Desembargador julga ação do MPE procedente e Nilvan, além de candidato a deputado federal e empresa devem pagar multa

 

Por conta da prática de propaganda eleitoral irregular, o candidato ao governo do estado, Nilvan Ferreira, o candidato a deputado federal Caio Federal e a empresa Trust Serviço de Consultoria de Negócios Eireli deverão pagar multa de R$ 5 mil, estipulada pelo desembargador Márcio da Cunha Ramos, que julgou procedente uma ação movida pelo Ministério Público Eleitoral.

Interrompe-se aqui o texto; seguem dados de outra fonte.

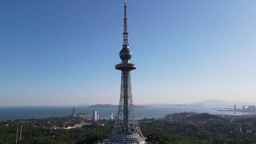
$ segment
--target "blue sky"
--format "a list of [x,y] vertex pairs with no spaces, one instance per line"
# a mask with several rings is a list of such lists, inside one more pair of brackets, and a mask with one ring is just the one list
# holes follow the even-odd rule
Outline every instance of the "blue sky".
[[[118,104],[123,0],[0,1],[0,106]],[[256,1],[128,0],[135,104],[256,101]]]

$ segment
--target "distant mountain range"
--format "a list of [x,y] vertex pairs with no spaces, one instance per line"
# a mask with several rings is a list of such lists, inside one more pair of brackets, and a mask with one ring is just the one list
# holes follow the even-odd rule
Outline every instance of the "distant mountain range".
[[222,100],[204,100],[198,101],[195,103],[190,103],[189,104],[199,104],[200,103],[203,103],[204,106],[211,106],[211,105],[223,105],[223,106],[229,106],[233,105],[236,104],[236,105],[245,105],[248,106],[249,105],[256,105],[256,103],[251,103],[248,102],[240,102],[240,101],[228,101]]
[[[87,106],[86,107],[89,108],[118,108],[118,105],[112,105],[109,104],[98,104],[88,106]],[[146,108],[147,107],[141,105],[135,105],[134,107],[138,108]]]
[[[256,105],[256,102],[240,102],[240,101],[228,101],[222,100],[211,100],[198,101],[188,104],[143,104],[135,105],[135,108],[148,108],[161,106],[196,106],[196,105],[199,105],[200,104],[204,104],[204,106],[232,106],[234,104],[237,106],[242,106],[244,105],[247,106],[250,105]],[[87,103],[83,103],[78,104],[78,107],[86,107],[89,108],[118,108],[118,105],[112,105],[109,104],[97,104],[90,105]]]

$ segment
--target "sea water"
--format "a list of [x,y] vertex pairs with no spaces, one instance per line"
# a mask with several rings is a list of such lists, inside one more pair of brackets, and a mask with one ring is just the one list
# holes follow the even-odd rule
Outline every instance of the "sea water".
[[[84,113],[92,117],[92,111],[96,110],[100,117],[109,117],[109,113],[115,116],[117,108],[88,108],[76,107],[77,113]],[[72,114],[73,106],[62,107],[0,107],[0,120],[20,119],[38,119],[44,117],[60,117]],[[135,108],[137,118],[162,118],[168,114],[186,112],[207,112],[210,114],[244,115],[248,112],[218,111],[221,108],[213,107],[163,107]]]

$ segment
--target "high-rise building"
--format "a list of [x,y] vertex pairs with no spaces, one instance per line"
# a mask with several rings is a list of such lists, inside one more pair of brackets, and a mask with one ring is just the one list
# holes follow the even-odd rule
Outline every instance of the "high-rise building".
[[120,101],[116,123],[108,144],[144,144],[139,127],[132,96],[131,71],[137,68],[130,60],[132,53],[128,43],[126,0],[124,1],[124,18],[123,48],[119,53],[122,63],[116,65],[116,69],[122,71]]
[[76,116],[76,108],[75,107],[73,108],[72,109],[72,115],[73,116]]
[[92,121],[96,121],[98,120],[98,115],[97,111],[92,111]]
[[255,105],[252,106],[252,112],[256,112],[256,106]]
[[252,112],[252,106],[251,105],[249,105],[248,106],[248,112]]
[[111,112],[109,113],[109,119],[113,120],[113,112]]
[[246,111],[245,107],[244,105],[243,105],[243,112],[245,112],[245,111]]

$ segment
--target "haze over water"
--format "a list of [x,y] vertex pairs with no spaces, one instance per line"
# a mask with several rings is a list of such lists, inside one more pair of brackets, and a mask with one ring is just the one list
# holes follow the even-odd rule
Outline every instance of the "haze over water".
[[[15,119],[38,119],[43,117],[64,116],[71,115],[73,107],[0,107],[0,120]],[[93,110],[97,110],[100,117],[109,117],[109,113],[116,114],[117,108],[77,107],[77,113],[88,114],[92,116]],[[146,118],[162,118],[165,115],[175,112],[194,112],[198,113],[207,112],[210,114],[225,114],[229,115],[244,115],[248,112],[220,112],[221,108],[215,107],[168,107],[157,108],[135,108],[137,117],[139,119]]]

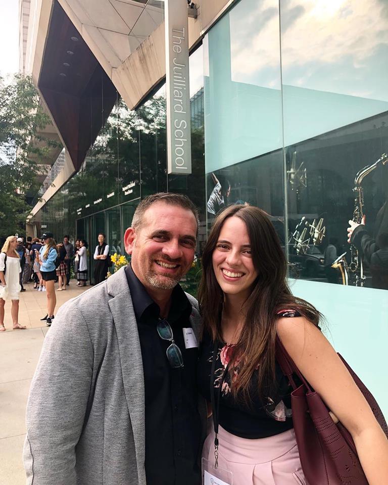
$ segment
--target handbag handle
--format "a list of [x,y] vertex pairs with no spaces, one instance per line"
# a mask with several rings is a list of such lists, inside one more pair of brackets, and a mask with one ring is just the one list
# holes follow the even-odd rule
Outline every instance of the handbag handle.
[[295,391],[299,387],[297,385],[294,379],[293,375],[295,374],[298,376],[302,382],[306,386],[309,394],[312,393],[313,391],[310,385],[289,356],[277,333],[276,334],[275,345],[276,346],[276,360],[280,366],[282,372],[289,381],[293,389]]

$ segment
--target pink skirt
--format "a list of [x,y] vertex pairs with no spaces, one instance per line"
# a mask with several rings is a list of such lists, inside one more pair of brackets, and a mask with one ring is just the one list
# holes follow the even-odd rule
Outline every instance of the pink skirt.
[[[294,429],[248,440],[220,426],[218,440],[218,466],[232,472],[233,485],[308,485]],[[205,440],[202,456],[214,464],[214,429]]]

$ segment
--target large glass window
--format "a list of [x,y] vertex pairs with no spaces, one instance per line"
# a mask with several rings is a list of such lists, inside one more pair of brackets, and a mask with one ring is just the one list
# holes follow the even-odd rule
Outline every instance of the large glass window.
[[246,0],[204,39],[206,208],[211,223],[228,204],[258,206],[284,244],[278,19],[275,0]]
[[240,0],[203,42],[208,220],[270,214],[292,290],[388,412],[386,23],[379,0]]

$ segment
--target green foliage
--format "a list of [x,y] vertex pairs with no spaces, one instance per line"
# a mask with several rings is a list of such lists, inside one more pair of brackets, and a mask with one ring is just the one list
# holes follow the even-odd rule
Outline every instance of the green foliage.
[[0,77],[0,235],[25,230],[31,209],[26,195],[38,188],[35,160],[47,150],[31,141],[36,130],[48,123],[31,78],[16,74],[6,84]]
[[201,260],[200,258],[196,258],[191,268],[179,282],[179,284],[184,291],[194,297],[195,298],[197,298],[198,285],[201,280],[202,268]]

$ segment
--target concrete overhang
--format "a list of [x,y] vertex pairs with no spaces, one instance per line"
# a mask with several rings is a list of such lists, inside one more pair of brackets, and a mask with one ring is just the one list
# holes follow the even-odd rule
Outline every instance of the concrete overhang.
[[[188,13],[190,51],[234,1],[194,2],[195,10]],[[31,217],[79,170],[114,105],[116,89],[133,109],[165,77],[164,4],[31,0],[26,72],[31,74],[53,120],[47,134],[60,140],[66,159],[63,173]],[[47,157],[49,164],[56,154]]]
[[[48,109],[41,98],[39,102],[39,109],[51,117]],[[31,144],[34,147],[44,148],[45,150],[43,155],[40,157],[38,157],[34,153],[30,153],[29,158],[31,160],[39,164],[50,166],[52,166],[57,160],[63,148],[57,128],[52,122],[48,123],[44,128],[35,130]]]

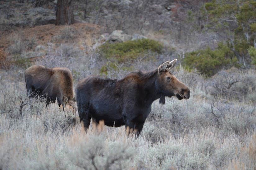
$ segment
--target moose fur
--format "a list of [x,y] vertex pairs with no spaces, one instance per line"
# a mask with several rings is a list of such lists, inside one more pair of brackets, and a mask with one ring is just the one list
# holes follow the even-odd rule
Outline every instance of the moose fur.
[[73,78],[68,69],[34,65],[25,70],[24,76],[28,96],[45,96],[46,106],[57,100],[63,110],[68,103],[75,107]]
[[190,91],[172,74],[170,69],[177,60],[167,61],[153,71],[130,73],[119,80],[96,77],[86,78],[76,89],[80,121],[85,129],[91,117],[94,122],[104,121],[107,125],[125,125],[126,133],[142,129],[154,101],[165,103],[165,96],[188,99]]

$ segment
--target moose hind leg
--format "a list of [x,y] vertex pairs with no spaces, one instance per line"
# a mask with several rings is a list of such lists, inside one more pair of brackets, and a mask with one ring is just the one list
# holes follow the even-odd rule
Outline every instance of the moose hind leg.
[[126,135],[129,136],[130,133],[135,134],[135,139],[137,139],[142,130],[144,125],[144,122],[127,122],[125,125]]

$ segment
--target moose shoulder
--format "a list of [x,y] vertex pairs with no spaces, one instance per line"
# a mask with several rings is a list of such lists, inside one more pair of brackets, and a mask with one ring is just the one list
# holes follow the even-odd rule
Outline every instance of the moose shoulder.
[[28,96],[45,96],[47,106],[56,100],[63,109],[67,103],[75,106],[73,78],[68,69],[34,65],[25,70],[24,77]]
[[96,122],[103,120],[107,126],[125,125],[127,134],[135,131],[137,137],[154,100],[160,99],[164,104],[166,96],[188,99],[189,89],[170,71],[176,61],[167,61],[151,72],[132,73],[120,80],[92,77],[80,82],[76,98],[85,129],[91,117]]

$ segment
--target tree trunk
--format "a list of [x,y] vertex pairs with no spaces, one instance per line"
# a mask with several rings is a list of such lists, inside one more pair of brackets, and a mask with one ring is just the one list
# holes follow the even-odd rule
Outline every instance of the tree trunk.
[[72,0],[58,0],[55,25],[70,25],[74,23]]

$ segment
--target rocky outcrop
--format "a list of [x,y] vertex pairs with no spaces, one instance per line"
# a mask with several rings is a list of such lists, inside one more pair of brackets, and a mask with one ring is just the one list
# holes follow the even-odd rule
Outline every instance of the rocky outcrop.
[[132,36],[125,34],[121,30],[115,30],[110,35],[107,39],[109,42],[122,42],[130,40],[132,38]]

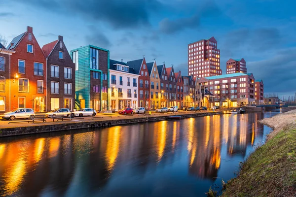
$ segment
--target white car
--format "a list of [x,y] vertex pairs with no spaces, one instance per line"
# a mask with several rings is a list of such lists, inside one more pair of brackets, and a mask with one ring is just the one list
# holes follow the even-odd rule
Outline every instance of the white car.
[[169,111],[173,112],[173,111],[178,111],[177,106],[171,106],[169,108]]
[[31,118],[33,119],[34,116],[35,116],[35,113],[32,109],[30,108],[19,108],[9,112],[4,113],[2,118],[10,120],[19,118]]
[[167,112],[169,109],[167,107],[161,107],[159,109],[156,109],[155,111],[156,112]]
[[145,108],[144,107],[137,107],[133,109],[133,112],[135,114],[145,114]]
[[79,111],[76,111],[74,112],[74,115],[75,116],[92,116],[93,112],[94,113],[94,116],[97,115],[97,112],[94,109],[93,111],[93,109],[90,108],[86,108],[81,109]]
[[55,109],[50,111],[49,112],[47,112],[45,114],[45,117],[48,118],[55,118],[57,116],[63,115],[64,117],[68,117],[70,118],[71,112],[69,109],[67,108],[61,108],[61,109]]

De acordo com as informações, a referida ação decorre de uma publicação, realizada no perfil da empresa no Instagram, nos dias 24.05.2022 e 04.07.2022.

O Ministério Público relata nos autos que a propaganda eleitoral impugnada continha a imagem dos dois na época pré–candidatos a Deputado Federal e a Governador e foi divulgada nos stories do perfil do Instagram da empresa representada, que é uma pessoa jurídica de direito privado, tendo sido julgada como de caráter evidentemente eleitoral

“É vedado à pessoa jurídica promover propaganda política, caracterizando-se propaganda eleitoral antecipada” diz trecho da decisão.

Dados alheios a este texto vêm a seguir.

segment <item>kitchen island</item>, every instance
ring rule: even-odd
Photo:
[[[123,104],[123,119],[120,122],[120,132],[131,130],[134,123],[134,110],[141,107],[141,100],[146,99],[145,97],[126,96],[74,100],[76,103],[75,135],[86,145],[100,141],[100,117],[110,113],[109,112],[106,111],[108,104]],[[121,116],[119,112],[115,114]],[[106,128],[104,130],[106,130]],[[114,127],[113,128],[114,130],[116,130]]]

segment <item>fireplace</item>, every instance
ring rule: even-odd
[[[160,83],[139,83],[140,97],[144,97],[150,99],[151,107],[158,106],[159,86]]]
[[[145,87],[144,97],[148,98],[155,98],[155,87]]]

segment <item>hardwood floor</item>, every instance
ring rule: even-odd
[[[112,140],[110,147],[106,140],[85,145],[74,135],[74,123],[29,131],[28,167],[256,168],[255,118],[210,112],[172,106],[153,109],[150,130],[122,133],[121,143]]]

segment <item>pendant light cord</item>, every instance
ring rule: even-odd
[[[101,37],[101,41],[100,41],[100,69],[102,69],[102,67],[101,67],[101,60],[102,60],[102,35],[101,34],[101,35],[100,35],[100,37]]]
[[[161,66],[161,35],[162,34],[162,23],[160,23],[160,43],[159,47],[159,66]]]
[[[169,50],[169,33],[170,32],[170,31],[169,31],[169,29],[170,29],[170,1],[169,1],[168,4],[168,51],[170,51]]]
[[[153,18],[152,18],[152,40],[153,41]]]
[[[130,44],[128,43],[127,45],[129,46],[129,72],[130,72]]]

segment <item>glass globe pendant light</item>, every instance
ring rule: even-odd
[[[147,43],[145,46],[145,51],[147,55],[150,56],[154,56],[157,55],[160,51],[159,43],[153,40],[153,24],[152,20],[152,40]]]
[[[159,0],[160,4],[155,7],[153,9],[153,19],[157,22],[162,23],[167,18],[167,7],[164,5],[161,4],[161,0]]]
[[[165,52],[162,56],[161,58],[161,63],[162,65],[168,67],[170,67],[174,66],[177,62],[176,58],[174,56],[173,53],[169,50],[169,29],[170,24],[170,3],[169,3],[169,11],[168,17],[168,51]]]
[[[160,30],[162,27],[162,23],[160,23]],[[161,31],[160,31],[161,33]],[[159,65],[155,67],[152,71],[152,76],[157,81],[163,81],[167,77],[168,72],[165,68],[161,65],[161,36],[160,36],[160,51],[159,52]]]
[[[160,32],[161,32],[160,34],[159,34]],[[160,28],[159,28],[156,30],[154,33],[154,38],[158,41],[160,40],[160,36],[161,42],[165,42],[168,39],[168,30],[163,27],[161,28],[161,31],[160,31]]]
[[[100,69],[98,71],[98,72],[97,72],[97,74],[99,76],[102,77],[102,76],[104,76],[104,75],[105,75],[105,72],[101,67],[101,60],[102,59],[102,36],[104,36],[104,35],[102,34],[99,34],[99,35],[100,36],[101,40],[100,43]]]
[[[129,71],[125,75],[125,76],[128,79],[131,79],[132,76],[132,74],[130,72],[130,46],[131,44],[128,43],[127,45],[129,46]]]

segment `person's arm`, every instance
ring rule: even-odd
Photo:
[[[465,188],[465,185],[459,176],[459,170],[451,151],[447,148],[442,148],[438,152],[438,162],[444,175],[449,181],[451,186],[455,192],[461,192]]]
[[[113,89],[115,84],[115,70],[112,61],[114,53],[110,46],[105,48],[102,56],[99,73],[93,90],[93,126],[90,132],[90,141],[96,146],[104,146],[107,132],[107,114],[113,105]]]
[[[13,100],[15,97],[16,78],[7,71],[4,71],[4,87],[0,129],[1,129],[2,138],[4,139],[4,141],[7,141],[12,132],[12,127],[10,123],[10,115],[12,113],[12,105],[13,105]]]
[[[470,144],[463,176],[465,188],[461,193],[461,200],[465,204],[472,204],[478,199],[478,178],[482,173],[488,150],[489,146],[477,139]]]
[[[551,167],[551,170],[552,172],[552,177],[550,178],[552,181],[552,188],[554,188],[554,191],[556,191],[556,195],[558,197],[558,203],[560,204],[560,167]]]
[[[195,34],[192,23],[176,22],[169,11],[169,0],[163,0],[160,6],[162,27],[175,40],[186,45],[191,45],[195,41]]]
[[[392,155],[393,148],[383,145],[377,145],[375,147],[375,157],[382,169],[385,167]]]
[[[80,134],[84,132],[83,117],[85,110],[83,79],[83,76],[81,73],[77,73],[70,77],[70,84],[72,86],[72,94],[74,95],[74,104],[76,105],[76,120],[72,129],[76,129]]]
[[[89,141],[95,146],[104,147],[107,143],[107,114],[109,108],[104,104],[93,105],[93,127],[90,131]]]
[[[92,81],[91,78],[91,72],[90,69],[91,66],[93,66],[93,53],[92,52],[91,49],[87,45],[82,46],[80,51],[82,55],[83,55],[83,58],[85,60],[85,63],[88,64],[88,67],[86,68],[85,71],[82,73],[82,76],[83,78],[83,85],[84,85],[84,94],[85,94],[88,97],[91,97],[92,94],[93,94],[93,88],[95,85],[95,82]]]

Como os dois candidatos replicaram uma das publicações da empresa também devem ser, de acordo com o entendimento do magistrado, responsabilizados.

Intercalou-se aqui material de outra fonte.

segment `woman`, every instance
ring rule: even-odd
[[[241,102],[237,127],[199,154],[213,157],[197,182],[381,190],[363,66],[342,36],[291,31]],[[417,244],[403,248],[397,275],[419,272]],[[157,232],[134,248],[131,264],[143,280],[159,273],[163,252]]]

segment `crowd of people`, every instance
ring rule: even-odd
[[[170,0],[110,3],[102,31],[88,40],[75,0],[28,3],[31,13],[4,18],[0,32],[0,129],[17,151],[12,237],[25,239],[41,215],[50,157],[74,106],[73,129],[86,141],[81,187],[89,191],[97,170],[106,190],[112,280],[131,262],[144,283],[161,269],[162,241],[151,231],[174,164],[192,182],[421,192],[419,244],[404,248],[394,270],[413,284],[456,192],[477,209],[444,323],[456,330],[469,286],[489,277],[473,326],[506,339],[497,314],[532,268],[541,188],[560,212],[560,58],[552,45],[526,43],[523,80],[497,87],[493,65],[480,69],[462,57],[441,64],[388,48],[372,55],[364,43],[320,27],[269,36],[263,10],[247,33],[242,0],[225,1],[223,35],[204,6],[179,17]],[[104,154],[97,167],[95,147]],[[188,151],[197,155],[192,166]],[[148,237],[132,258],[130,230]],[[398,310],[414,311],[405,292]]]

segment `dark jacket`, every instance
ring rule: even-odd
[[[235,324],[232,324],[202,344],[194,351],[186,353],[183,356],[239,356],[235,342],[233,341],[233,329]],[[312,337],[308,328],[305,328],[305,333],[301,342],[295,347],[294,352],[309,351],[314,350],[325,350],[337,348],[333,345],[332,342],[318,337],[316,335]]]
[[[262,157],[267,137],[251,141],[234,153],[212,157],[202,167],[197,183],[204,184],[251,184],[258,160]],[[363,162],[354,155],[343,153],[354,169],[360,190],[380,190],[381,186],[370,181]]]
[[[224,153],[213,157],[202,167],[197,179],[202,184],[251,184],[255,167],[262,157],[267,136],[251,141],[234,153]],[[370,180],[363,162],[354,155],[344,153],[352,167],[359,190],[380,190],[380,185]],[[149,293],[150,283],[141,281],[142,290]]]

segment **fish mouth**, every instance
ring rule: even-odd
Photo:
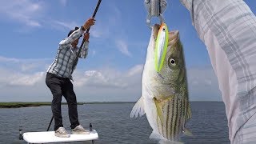
[[[153,37],[154,37],[154,39],[157,39],[160,26],[161,26],[159,24],[157,24],[157,23],[153,26]]]

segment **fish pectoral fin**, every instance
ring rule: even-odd
[[[169,102],[170,101],[172,100],[172,98],[174,97],[174,95],[170,95],[169,97],[166,98],[163,98],[161,99],[157,99],[156,98],[154,98],[154,101],[157,108],[157,112],[158,112],[158,115],[160,118],[160,121],[162,122],[164,122],[163,119],[163,114],[162,114],[162,106],[166,103]]]
[[[187,108],[187,113],[186,115],[186,120],[190,119],[192,117],[192,112],[191,112],[191,108],[190,108],[190,104],[188,104],[188,108]]]
[[[183,134],[184,134],[185,135],[186,135],[186,136],[194,137],[192,132],[191,132],[190,130],[186,129],[186,128],[184,128],[184,130],[183,130],[182,132],[183,132]]]
[[[139,100],[135,103],[135,105],[133,107],[133,110],[131,110],[130,114],[130,118],[138,118],[142,117],[145,114],[144,110],[144,98],[143,97],[141,97]]]
[[[154,101],[155,106],[157,108],[158,116],[159,117],[160,121],[162,122],[163,122],[163,114],[162,114],[162,108],[161,108],[162,106],[162,104],[161,103],[161,102],[157,100],[155,98],[154,98]]]
[[[150,135],[150,139],[163,139],[164,138],[157,131],[153,130]]]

A defesa de Nilvan Ferreira alegou que o fato impugnado não caracteriza propaganda eleitoral antecipada, pois a legislação permite “a menção da “candidatura” por parte dos aspirantes”.

“Não houve pedido explícito de voto na postagem da empresa que apenas manifestou em sua rede social o seu livre e desimpedido direito a democracia, que foi simplesmente repostado pelo representado, em nada colidindo com a legislação eleitoral pertinente; a conduta dos representados está amparada pelo artigo 36-A da Lei 9.504; a jurisprudência eleitoral é no sentido da necessidade de pedido expresso de voto para configuração de propaganda irregular, o que não seria o caso dos autos” alega.

Porém o desembargador Márcio Murilo observa na decisão que “embora as postagens não veicule pedido expresso de voto, o conteúdo têm cunho nitidamente eleitoreiro porquanto denominam os representados como o “Nosso candidato a deputado federal e o nosso candidato ao governo (…)”.

A defesa de Caio Federal ainda não se pronunciou.

Já a empresa declarou que apenas exerceu seu direito à liberdade de expressão.

“O fato descrito foi feito sem que se caracterizasse propaganda eleitoral antecipada e, por este motivo, recebe proteção legislativa, mais especificamente no artigo 36-A da Lei das Eleições” argumenta.